Greenfingers
Greenfingers | |
| Director: | Joel Hershman |
| Cast: | Clive Owen, Helen Mirren, David Kelly |
| Genre: | Film, Drama |
You could say we Anglophiliac Yanks had it coming: After Brassed Off, The Full Monty, and Waking Ned Devine, we ought not expect more triumphant tales suffused with tears and laughter from those tiny islands across the pond. But the Anglo-Irish cinematic enchantment keeps coming. Perhaps with Greenfingers, a perfectly amiable if utterly predictable look at the life-affirming virtues of gardening, it's time to say enough. In a minimum-security prison in Britain's sumptuous Cotswold region, tough murderer Colin (Croupier's chiseled Clive Owen) becomes besotted by plants, through the generosity of his new cellmate, old-timer Fergus (David Kelly of Waking Ned Devine).
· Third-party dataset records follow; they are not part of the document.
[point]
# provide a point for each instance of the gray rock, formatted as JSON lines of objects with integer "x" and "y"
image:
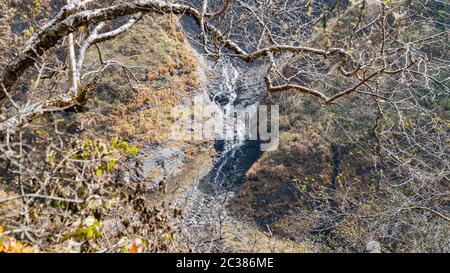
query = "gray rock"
{"x": 373, "y": 247}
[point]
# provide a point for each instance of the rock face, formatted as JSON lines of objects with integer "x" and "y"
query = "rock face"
{"x": 159, "y": 164}
{"x": 373, "y": 247}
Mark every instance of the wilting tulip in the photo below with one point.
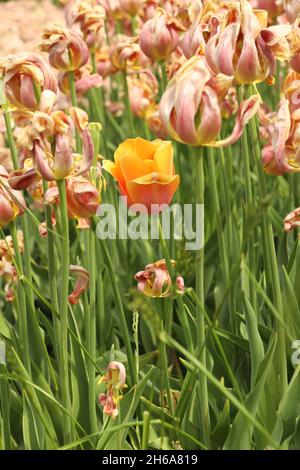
(53, 167)
(130, 6)
(104, 65)
(22, 74)
(282, 154)
(292, 220)
(90, 16)
(155, 280)
(83, 198)
(144, 171)
(190, 107)
(12, 202)
(81, 284)
(238, 50)
(273, 7)
(84, 81)
(67, 50)
(159, 35)
(154, 122)
(115, 379)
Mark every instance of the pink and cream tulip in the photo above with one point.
(190, 108)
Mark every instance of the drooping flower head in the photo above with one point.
(81, 284)
(115, 379)
(67, 50)
(155, 280)
(190, 108)
(12, 203)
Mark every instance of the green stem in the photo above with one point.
(203, 392)
(65, 263)
(125, 332)
(91, 340)
(127, 103)
(22, 299)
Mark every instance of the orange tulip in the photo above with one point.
(144, 171)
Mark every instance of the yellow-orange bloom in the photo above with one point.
(144, 171)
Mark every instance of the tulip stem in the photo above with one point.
(128, 107)
(52, 267)
(22, 299)
(203, 392)
(91, 330)
(65, 263)
(125, 332)
(74, 103)
(271, 253)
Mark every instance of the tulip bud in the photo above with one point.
(67, 50)
(159, 36)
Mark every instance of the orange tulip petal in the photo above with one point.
(155, 188)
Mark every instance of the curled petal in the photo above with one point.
(292, 220)
(246, 111)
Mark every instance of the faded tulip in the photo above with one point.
(12, 203)
(238, 49)
(144, 171)
(67, 50)
(190, 108)
(81, 283)
(155, 280)
(22, 74)
(159, 36)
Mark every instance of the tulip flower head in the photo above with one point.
(12, 203)
(89, 15)
(67, 50)
(22, 74)
(281, 155)
(238, 50)
(115, 379)
(155, 280)
(144, 171)
(159, 36)
(190, 108)
(292, 220)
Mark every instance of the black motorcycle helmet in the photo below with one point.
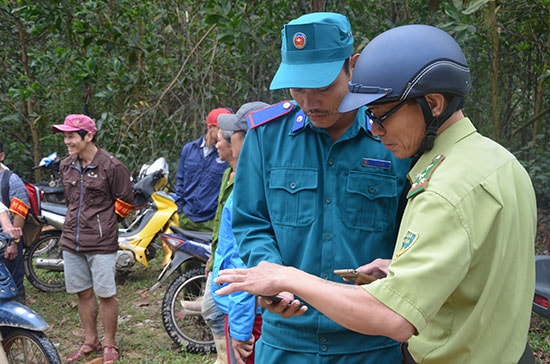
(408, 62)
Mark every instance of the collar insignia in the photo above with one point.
(408, 241)
(422, 179)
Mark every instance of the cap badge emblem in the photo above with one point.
(299, 40)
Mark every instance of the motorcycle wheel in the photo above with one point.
(187, 328)
(43, 263)
(26, 346)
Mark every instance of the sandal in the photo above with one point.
(80, 353)
(110, 354)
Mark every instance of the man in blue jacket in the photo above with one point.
(199, 176)
(317, 191)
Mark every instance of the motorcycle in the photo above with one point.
(181, 304)
(21, 328)
(52, 191)
(155, 212)
(542, 286)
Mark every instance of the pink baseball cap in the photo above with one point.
(76, 122)
(212, 118)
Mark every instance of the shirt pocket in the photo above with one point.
(96, 190)
(292, 196)
(371, 201)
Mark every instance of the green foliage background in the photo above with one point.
(148, 72)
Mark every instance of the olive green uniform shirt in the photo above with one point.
(463, 268)
(225, 190)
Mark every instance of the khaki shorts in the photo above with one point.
(83, 271)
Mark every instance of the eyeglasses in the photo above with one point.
(378, 121)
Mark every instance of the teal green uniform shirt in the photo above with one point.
(302, 200)
(463, 268)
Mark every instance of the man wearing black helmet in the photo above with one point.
(459, 286)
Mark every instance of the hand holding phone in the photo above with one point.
(276, 299)
(355, 276)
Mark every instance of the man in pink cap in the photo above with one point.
(98, 191)
(199, 176)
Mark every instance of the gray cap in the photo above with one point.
(237, 121)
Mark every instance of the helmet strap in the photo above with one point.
(434, 122)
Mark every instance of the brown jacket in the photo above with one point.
(91, 223)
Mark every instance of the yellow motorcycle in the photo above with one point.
(155, 211)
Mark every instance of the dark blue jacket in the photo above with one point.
(198, 180)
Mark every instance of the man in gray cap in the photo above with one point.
(240, 316)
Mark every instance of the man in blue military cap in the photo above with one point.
(315, 190)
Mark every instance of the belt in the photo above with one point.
(526, 358)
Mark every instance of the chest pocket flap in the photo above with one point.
(292, 196)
This pleasant, faintly unusual premise feels calculated, though, and that feeling persists after other prisoners reluctantly become involved and eventually grow enthralled with the notion of forming a garden club. Horticulture expert Georgina Woodhouse (a happily slumming Helen Mirren) swoops in with her precocious daughter, the aptly named Primrose (Natasha Little), to teach the prisoners the secrets of gardening and to warm Colin's cold heart. Toss in a garde -show competition, spice with inevitable melodramatics and a few tears, and you have not exactly another little indie gem guaranteed to make Yanks weep but a group of stereotypes in formulaic material. (Luisa F. Ribeiro) At the Charles Theatre.